Dr. Ping Wang, the director of the Laboratory of Surgical Research and head of the Center for Translational Research at Feinstein, and a group of colleagues found that when a patient hemorrhages and sepsis occurs, a protein - known as CIRP - is increased and released into the bloodstream.
Though CIRPs can cause damage to the body’s organs when they trigger inflammation, Wang hypothesized that blocked CIRP activity would reduce inflammation.
In further tests, Wang and his research team found that patients treated with an antibody against CIRP had an increased survival rate during hemorrhage and sepsis. The findings were published in the online version of the medical research journal Nature Medicine.
“In this study, we identified a small peptide that can be potentially developed as anti-CIRP compound,” Wang said in a statement. “What this means for patients is that we may have discovered a molecule that could be used in the future to treat hemorrhage and sepsis and save many lives.”
Officials said 37 million people are admitted to the emergency room each year with traumatic injuries, a leading cause of death in the United States.

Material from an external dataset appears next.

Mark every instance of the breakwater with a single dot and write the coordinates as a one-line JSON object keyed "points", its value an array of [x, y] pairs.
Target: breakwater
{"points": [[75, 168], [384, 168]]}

Two of the reasons these injuries are so deadly are because of hemorrhaging, or extreme blood loss, and sepsis, which occurs when molecules fighting injury or infection in the bloodstream cause inflammation throughout the body.
Though officials said inflammation is necessary to heal wounds and infections, constant inflammation can result in damage to organs and even death. Sepsis kills 28-50 percent of those who suffer from the condition.
“There’s a great need for new ways to diagnose and treat sepsis,” said Sarah Dunsmore of the National Institute of Health’s National Institute of General Medical Sciences in a statement. “By targeting molecules such as CIRP, which are part of the body’s normal response to stress, we may be able to tailor each patient’s treatment based on how much damage has already been done and which organs are at risk of failure. Dr. Wang’s work may also provide insight into how healthy cells survive extreme temperatures and other stressors, information that might be harnessed to treat a variety of disorders.”